Correlation Between Applied Materials and TERADATA
Can any of the company-specific risk be diversified away by investing in both Applied Materials and TERADATA at the same time? Although using a correlation coefficient on its own may not help to predict future stock returns, this module helps to understand the diversifiable risk of combining Applied Materials and TERADATA into the same portfolio, which is an essential part of the fundamental portfolio management process.
By analyzing existing cross correlation between Applied Materials and TERADATA, you can compare the effects of market volatilities on Applied Materials and TERADATA and check how they will diversify away market risk if combined in the same portfolio for a given time horizon. You can also utilize pair trading strategies of matching a long position in Applied Materials with a short position of TERADATA. Check out your portfolio center. Please also check ongoing floating volatility patterns of Applied Materials and TERADATA.
Diversification Opportunities for Applied Materials and TERADATA
0.01 | Correlation Coefficient |
Significant diversification
The 3 months correlation between Applied and TERADATA is 0.01. Overlapping area represents the amount of risk that can be diversified away by holding Applied Materials and TERADATA in the same portfolio, assuming nothing else is changed. The correlation between historical prices or returns on TERADATA and Applied Materials is a relative statistical measure of the degree to which these equity instruments tend to move together. The correlation coefficient measures the extent to which returns on Applied Materials are associated (or correlated) with TERADATA. Values of the correlation coefficient range from -1 to +1, where. The correlation of zero (0) is possible when the price movement of TERADATA has no effect on the direction of Applied Materials i.e., Applied Materials and TERADATA go up and down completely randomly.

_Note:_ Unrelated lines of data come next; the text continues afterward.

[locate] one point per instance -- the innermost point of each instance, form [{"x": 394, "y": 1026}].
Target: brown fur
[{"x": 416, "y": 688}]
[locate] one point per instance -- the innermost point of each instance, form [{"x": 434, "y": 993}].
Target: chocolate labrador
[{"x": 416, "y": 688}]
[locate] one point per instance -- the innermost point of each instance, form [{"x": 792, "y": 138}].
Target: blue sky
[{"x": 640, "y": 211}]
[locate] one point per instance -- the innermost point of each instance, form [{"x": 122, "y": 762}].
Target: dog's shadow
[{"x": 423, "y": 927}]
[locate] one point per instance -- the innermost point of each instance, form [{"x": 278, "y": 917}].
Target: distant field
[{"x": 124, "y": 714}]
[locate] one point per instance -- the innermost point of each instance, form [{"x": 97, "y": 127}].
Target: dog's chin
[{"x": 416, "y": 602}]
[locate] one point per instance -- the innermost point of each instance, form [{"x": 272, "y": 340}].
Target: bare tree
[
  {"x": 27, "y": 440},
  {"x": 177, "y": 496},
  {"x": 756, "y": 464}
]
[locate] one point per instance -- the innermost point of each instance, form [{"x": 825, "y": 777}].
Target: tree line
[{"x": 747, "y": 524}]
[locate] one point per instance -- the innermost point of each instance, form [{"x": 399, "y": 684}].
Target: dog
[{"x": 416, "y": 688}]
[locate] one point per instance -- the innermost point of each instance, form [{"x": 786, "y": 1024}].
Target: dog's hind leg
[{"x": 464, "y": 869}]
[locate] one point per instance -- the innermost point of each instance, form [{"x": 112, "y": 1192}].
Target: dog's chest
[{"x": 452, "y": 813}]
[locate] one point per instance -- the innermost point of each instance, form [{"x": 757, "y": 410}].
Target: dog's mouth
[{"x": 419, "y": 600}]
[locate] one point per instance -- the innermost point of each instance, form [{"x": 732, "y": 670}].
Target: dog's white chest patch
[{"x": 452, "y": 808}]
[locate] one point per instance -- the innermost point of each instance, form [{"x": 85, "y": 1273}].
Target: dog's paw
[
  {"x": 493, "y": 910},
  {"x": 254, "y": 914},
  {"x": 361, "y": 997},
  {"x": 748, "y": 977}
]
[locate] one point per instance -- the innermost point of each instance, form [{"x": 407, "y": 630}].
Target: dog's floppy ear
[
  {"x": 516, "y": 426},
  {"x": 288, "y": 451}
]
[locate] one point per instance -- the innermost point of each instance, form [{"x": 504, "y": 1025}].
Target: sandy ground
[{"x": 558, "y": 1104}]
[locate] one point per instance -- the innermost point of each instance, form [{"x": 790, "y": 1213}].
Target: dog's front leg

Pair Corralation between Applied Materials and TERADATA
Assuming the 90 days horizon Applied Materials is expected to under-perform the TERADATA. In addition to that, Applied Materials is 2.0 times more volatile than TERADATA. It trades about -0.03 of its total potential returns per unit of risk. TERADATA is currently generating about 0.19 per unit of volatility. If you would invest 2,540 in TERADATA on August 31, 2024 and sell it today you would earn a total of 420.00 from holding TERADATA or generate 16.54% return on investment over 90 days.
Time Period | 3 Months [change] |
Direction | Moves Together |
Strength | Insignificant |
Accuracy | 100.0% |
Values | Daily Returns |
Applied Materials vs. TERADATA
Performance |
Timeline |
Applied Materials |
TERADATA |
Applied Materials and TERADATA Volatility Contrast
Predicted Return Density |
Returns |
Pair Trading with Applied Materials and TERADATA
The main advantage of trading using opposite Applied Materials and TERADATA positions is that it hedges away some unsystematic risk. Because of two separate transactions, even if Applied Materials position performs unexpectedly, TERADATA can make up some of the losses. Pair trading also minimizes risk from directional movements in the market. For example, if an entire industry or sector drops because of unexpected headlines, the short position in TERADATA will offset losses from the drop in TERADATA's long position.Applied Materials vs. ASML Holding NV | Applied Materials vs. Superior Plus Corp | Applied Materials vs. NMI Holdings | Applied Materials vs. Origin Agritech |
TERADATA vs. Hyster Yale Materials Handling | TERADATA vs. Martin Marietta Materials | TERADATA vs. Applied Materials | TERADATA vs. Sumitomo Rubber Industries |
Check out your portfolio center.Note that this page's information should be used as a complementary analysis to find the right mix of equity instruments to add to your existing portfolios or create a brand new portfolio. You can also try the Alpha Finder module to use alpha and beta coefficients to find investment opportunities after accounting for the risk.